A state-level tax charged on the sale of goods or certain services, collected from customers and remitted to the state by the seller.
What is Sales Tax?
Sales tax is a consumption tax imposed by U.S. state and local governments on the sale of goods and some services. It is paid by the customer at the time of purchase, but the responsibility to collect and send it to the government falls on the seller.
Unlike many other countries that have a national VAT (Value Added Tax), the U.S. does not have a federal sales tax. Instead, sales tax is governed at the state and local level, meaning rules and rates vary significantly from one state to another.

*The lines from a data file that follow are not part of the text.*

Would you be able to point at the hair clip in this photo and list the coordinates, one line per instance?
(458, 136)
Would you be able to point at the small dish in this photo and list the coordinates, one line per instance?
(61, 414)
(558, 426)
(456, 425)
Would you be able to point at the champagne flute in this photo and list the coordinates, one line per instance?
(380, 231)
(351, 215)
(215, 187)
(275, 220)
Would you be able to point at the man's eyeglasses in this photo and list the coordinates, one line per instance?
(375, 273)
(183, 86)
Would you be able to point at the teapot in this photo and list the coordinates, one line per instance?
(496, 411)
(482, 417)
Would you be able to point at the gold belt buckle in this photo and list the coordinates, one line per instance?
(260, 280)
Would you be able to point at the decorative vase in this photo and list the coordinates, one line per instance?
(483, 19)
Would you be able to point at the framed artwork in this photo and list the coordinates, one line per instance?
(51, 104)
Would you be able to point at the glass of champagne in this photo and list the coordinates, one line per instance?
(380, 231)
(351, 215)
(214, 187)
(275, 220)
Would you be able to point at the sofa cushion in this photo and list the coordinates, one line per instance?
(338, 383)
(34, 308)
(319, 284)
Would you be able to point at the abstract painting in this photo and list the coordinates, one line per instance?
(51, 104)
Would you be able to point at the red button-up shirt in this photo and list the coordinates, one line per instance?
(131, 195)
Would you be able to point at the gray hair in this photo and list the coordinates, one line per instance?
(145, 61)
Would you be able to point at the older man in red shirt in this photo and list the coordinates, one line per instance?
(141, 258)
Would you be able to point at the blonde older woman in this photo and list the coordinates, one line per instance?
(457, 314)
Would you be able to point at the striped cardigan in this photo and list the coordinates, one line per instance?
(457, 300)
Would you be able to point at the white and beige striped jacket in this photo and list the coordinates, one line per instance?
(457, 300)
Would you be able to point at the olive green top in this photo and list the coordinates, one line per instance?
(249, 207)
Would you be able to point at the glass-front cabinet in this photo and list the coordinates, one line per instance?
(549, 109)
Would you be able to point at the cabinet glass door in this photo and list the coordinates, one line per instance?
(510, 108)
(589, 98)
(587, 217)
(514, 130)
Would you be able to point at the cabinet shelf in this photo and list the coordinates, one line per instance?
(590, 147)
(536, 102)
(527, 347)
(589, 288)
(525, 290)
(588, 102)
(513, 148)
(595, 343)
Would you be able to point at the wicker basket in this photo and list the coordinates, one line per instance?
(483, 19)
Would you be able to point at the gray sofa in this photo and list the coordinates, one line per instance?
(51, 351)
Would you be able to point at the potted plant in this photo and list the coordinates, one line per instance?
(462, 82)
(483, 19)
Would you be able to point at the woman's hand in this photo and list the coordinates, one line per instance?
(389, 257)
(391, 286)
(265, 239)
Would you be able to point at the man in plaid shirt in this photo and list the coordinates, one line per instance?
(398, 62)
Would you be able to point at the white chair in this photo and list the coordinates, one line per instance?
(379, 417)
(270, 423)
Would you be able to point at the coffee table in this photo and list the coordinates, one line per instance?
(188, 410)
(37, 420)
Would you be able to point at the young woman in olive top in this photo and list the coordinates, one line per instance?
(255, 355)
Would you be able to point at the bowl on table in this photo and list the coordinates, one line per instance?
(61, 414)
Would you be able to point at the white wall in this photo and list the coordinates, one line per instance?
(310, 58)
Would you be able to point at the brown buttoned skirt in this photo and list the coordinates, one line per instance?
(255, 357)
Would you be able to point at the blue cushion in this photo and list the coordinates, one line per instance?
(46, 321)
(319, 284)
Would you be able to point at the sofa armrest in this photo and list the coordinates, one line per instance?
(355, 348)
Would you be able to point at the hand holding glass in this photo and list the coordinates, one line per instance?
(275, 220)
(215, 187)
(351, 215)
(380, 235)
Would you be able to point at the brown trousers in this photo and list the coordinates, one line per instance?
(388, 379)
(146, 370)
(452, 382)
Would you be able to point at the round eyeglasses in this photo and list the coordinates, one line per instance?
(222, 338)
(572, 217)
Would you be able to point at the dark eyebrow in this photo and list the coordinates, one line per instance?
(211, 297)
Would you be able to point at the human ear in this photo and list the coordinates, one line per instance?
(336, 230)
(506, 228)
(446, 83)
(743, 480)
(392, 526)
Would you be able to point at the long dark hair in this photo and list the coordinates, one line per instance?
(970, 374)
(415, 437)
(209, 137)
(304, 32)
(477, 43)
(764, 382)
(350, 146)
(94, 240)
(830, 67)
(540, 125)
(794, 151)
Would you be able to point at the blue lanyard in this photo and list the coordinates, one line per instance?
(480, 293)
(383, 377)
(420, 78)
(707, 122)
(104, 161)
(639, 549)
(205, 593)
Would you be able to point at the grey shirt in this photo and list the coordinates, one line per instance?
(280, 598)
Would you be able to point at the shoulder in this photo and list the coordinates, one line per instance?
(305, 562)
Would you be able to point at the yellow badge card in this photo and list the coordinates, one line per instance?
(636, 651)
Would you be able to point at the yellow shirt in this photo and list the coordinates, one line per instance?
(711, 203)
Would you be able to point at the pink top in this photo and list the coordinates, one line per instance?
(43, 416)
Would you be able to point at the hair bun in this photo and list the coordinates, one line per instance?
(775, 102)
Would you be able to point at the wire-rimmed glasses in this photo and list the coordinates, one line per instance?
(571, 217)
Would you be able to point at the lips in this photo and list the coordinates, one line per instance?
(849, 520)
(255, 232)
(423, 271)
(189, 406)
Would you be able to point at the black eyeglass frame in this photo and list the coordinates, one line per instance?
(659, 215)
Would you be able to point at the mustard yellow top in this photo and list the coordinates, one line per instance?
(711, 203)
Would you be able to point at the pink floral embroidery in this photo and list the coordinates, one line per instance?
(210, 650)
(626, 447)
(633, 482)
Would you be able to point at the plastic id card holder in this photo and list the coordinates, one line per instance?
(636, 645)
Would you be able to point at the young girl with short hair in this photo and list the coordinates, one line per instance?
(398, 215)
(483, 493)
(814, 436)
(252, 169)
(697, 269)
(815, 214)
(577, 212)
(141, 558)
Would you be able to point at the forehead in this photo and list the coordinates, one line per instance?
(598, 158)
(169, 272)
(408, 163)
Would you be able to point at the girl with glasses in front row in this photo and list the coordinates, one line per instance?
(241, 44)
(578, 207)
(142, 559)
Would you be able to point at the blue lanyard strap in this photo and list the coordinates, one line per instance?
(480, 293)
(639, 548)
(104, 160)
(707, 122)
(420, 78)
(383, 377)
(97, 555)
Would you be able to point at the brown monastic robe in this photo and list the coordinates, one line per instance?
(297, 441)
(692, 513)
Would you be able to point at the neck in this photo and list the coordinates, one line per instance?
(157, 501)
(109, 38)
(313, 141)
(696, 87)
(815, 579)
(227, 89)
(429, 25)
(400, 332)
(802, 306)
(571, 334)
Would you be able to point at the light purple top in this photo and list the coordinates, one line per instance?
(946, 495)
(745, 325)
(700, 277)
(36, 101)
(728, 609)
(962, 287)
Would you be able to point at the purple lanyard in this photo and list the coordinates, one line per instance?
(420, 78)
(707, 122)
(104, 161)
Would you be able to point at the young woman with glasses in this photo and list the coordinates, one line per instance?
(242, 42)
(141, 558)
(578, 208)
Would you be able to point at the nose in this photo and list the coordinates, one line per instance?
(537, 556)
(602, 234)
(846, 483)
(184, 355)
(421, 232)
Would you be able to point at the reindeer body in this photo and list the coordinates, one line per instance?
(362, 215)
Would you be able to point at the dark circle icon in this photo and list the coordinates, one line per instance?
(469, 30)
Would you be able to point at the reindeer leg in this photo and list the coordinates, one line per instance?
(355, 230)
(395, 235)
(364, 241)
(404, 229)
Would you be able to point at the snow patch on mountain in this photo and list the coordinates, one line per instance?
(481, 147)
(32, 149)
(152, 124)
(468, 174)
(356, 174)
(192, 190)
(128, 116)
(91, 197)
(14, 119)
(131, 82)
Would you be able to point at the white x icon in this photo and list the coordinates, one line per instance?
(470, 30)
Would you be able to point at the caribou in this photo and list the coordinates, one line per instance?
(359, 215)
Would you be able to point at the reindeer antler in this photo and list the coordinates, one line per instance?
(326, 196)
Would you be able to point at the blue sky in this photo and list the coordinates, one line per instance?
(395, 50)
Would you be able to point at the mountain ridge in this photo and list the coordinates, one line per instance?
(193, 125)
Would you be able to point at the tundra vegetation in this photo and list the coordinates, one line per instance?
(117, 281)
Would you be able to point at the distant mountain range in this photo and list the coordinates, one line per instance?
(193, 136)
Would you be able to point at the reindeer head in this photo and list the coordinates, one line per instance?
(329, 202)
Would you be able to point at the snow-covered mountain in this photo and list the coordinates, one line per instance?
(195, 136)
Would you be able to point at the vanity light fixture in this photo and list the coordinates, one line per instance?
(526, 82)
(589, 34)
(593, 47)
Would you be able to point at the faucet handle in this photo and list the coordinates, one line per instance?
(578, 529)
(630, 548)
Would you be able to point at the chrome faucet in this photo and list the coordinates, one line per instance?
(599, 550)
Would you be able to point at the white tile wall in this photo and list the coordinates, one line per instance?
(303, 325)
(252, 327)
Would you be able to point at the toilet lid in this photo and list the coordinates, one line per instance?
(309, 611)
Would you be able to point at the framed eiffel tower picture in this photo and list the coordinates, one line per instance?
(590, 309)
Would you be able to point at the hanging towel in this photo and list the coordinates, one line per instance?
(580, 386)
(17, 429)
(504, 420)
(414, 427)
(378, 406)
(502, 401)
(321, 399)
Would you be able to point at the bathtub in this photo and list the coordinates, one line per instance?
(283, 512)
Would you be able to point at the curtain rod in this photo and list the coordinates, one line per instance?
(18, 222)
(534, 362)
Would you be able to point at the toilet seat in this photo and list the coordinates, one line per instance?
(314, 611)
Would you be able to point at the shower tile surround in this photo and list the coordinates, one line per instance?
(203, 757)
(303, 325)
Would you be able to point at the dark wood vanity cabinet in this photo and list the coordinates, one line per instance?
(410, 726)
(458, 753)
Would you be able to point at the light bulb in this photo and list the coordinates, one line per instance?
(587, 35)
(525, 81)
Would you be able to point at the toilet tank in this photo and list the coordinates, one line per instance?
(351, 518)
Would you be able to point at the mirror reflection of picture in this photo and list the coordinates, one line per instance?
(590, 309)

For example, in Wyoming, the sales tax rate might be 4% (state base rate), while in Delaware, there’s no sales tax at all. Some cities and counties add local taxes on top of the state base rate—so in some parts of Wyoming, the total sales tax can reach around 6%.
Here’s how it works:
- A customer in a state that charges sales tax buys a product (say, a T-shirt).
- The seller adds the required tax to the purchase price (e.g., $20 shirt + 8% tax = $21.60 total).
- The seller holds the tax and later remits it to the state tax authority, usually on a monthly or quarterly basis.
As a business owner—especially if you’re a non-U.S. founder selling through e-commerce (Shopify, Etsy, Amazon, etc.)—you may need to collect sales tax if you have “nexus” in a state. Nexus means a sufficient connection to the state, which can be created by:
- Having a warehouse, office, or employee there
- Using third-party fulfillment services (like Amazon FBA) with inventory stored in the U.S.
- Making a certain number of sales or reaching a revenue threshold in that state (called economic nexus)
Today, most major e-commerce platforms, such as Amazon, Shopify, Etsy, Walmart, and eBay, automatically collect and remit sales tax on behalf of sellers in many states. This is due to marketplace facilitator laws, which require the platform—not the individual seller—to handle tax collection when a sale is made through their system. For non-U.S. founders, this means that in many cases, you don’t need to register for a sales tax permit or file returns for marketplace sales, since the platform does it for you. However, if you also make direct sales through your own website or other channels, or if you hold inventory in the U.S., you may still have sales tax obligations in certain states and need to register independently. It’s important to understand what the platform covers and where you remain responsible.
If nexus exists, you must register for a Sales Tax Permit in that state, collect tax from customers in that state, and file Sales Tax Returns on a set schedule. Failing to do so can result in fines and penalties.
If you’re buying products to resell, you can often provide a resale certificate to your supplier to avoid paying sales tax on those purchases. This certificate proves that the items are for resale and not for personal or business use. It’s commonly used in e-commerce, dropshipping, and wholesale transactions.
It’s important to note that not all items are taxable—for instance, many states exempt groceries, medicine, or digital products. Also, services are often treated differently from tangible goods.
In summary, sales tax in the U.S. is complex because it’s managed by states, not the federal government. If you sell to U.S. customers, it’s crucial to understand where you have nexus and when you’re required to collect and remit sales tax. Proper registration and compliance are essential to avoid issues with state tax authorities.